27 князи его среде его яко волцы восхищающе похищения, еже пролияти кровь и погубити душы, яко да лихоимством лихоимствуют:
Haar vorsten zijn in het midden van haar als wolven, die een roof roven, om bloed te vergieten, en om zielen te verderven; opdat zij gierigheid zouden plegen.
28 и пророцы его помазующии их падут, видящии суетная, волхвующии ложная, глаголюще: сия глаголет Адонаи Господь: а Господь не глагола.
Haar profeten nu pleisteren hen met loze kalk; ziende ijdelheid en hun leugen voorzeggende, zeggende: Alzo zegt de Heere HEERE! en de HEERE heeft niet gesproken.
29 Людий земли утесняюще неправдою и восхищающе восхищения, нища и убога насильствующе и со пришелцем не живуще судом.

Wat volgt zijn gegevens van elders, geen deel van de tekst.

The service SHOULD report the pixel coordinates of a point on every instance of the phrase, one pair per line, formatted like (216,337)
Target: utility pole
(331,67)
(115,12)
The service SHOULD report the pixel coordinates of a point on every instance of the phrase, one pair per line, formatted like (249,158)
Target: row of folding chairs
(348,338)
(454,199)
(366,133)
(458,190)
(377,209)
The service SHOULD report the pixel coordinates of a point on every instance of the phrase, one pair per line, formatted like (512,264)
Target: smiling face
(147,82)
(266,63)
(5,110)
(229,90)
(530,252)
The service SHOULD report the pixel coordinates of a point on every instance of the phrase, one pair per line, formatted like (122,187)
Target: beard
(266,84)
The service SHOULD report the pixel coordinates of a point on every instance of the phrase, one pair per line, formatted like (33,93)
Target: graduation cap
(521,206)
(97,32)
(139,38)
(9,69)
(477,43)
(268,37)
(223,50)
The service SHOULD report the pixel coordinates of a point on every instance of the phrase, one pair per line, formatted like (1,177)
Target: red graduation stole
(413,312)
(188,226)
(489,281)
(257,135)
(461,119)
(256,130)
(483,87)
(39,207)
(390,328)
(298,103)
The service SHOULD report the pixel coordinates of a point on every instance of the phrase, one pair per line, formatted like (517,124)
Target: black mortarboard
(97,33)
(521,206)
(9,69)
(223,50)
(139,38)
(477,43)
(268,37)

Het volk des lands pleegt enkel verdrukking, en bedrijft enkel roverij, ook onderdrukken zij den ellendige en nooddruftige, en den vreemdeling verdrukken zij zonder recht.
30 И исках от них мужа живуща право и стояща цело пред лицем Моим во время гнева Моего, еже бы не до конца погубити его, и не обретох.
Ik zocht nu een man uit hen, die den muur mocht toemuren, en voor Mijn aangezicht in de bresse staan voor het land, opdat Ik het niet mocht verderven; maar Ik vond niemand.
31 И излиях нань ярость Мою во огни гнева Моего, еже скончати я: пути их на главы их дах, глаголет Адонаи Господь.
Daarom heb Ik Mijn gramschap over hen uitgegoten; door het vuur Mijner verbolgenheid heb Ik hen verteerd; hun weg heb Ik op hun hoofd gegeven, spreekt de Heere HEERE.